3. The method of claim 2, further comprising:

generating a third command for a second processor; and

storing the third command in a buffer associated there with.

4. The method of claim 3, wherein the buffers associated with the first and second processors are different.

5. The method of claim 1, further comprising checking whether the generated second command relates to the first command requiring the first event tag to return before the second command is being issued.

6. The method of claim 5, wherein checking further includes:

checking whether the first event tag has returned; and

checking whether the first event tag is outstanding if it is not yet returned and if it relates to the second command.

7. The method of claim 6, wherein checking whether the first event tag has returned is performed after the generating the second command.

8. The method of claim 6, wherein checking whether the first event tag has returned is performed prior to the generating the second command.

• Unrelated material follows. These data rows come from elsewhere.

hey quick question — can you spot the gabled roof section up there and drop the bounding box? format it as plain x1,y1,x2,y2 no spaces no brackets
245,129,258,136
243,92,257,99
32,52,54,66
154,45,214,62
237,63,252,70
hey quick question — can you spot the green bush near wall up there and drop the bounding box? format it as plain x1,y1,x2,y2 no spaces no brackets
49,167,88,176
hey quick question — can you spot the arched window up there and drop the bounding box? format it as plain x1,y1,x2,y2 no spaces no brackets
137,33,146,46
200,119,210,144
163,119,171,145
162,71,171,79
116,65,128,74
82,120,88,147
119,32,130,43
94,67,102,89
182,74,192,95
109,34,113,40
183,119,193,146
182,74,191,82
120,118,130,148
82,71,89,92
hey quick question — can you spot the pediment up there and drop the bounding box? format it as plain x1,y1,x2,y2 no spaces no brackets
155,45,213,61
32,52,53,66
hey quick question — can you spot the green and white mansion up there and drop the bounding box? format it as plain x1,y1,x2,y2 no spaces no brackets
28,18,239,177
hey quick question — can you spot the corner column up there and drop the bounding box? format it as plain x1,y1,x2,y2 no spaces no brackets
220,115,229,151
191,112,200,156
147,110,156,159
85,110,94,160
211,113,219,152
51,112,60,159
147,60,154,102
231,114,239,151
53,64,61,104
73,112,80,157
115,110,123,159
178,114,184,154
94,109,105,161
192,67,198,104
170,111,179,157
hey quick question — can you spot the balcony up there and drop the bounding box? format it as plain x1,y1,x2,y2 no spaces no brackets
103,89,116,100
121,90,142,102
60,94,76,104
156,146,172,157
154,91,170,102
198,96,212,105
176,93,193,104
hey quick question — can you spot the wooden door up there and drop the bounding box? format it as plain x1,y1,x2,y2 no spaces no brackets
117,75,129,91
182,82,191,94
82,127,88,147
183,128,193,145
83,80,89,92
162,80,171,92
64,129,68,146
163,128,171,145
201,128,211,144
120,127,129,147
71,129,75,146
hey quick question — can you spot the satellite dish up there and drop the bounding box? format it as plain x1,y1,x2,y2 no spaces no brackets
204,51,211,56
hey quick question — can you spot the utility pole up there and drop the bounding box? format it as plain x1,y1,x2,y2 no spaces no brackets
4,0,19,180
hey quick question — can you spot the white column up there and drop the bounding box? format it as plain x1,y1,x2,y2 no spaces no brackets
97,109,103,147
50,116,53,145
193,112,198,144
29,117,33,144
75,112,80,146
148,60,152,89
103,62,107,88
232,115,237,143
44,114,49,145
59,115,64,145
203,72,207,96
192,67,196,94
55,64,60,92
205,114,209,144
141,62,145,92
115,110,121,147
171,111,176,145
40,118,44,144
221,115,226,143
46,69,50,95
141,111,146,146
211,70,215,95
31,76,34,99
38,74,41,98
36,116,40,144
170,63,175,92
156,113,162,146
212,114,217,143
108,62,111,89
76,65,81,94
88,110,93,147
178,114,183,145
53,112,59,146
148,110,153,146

9. A method for deferred command issuing in a computer system with multiple graphics processors operating with a graphics driver embedded in a multi-threaded central processor, the method comprising:

issuing a first command with a first event tag by the graphics driver;

generating a second command to a first processor of the computer system by the graphics driver following the issuing of the first command;

storing the second command awaiting for the first event tag is returned; and

issuing the second command when the first event tag is returned.

10. The method of claim 9, wherein storing the second command further includes storing the second command in a buffer associated with the first processor.

11. The method of claim 10, further comprising:

generating a third command to a second processor; and

storing the third command in a buffer associated there with.

12. The method of claim 11, wherein the buffers associated with the first and second processors are different.

13. The method of claim 9, further comprises checking whether the generated second command needs to wait for the first event tag to return.

14. The method of claim 13, wherein the checking further includes:

checking whether the first event tag has returned; and

checking whether the first event tag is outstanding if it has not returned.

15. The method of claim 14, wherein checking whether the first event tag has returned is performed after the generating the second command.

16. The method of claim 14, wherein checking whether the first event tag has returned is performed prior to the generating the second command.

17. A system for supporting deferred command issuing in an advanced computer system, the system comprising:

a multi-threaded central processing unit (CPU);

a graphics subsystem with multiple graphics processing units;

at least one command buffer for storing commands and associated event-tags; and

a graphics driver embedded in the CPU for generating commands to be stored in the command buffers, assigning event-tags when synchronizations are needed, controlling command issuing and monitoring event-tag returns.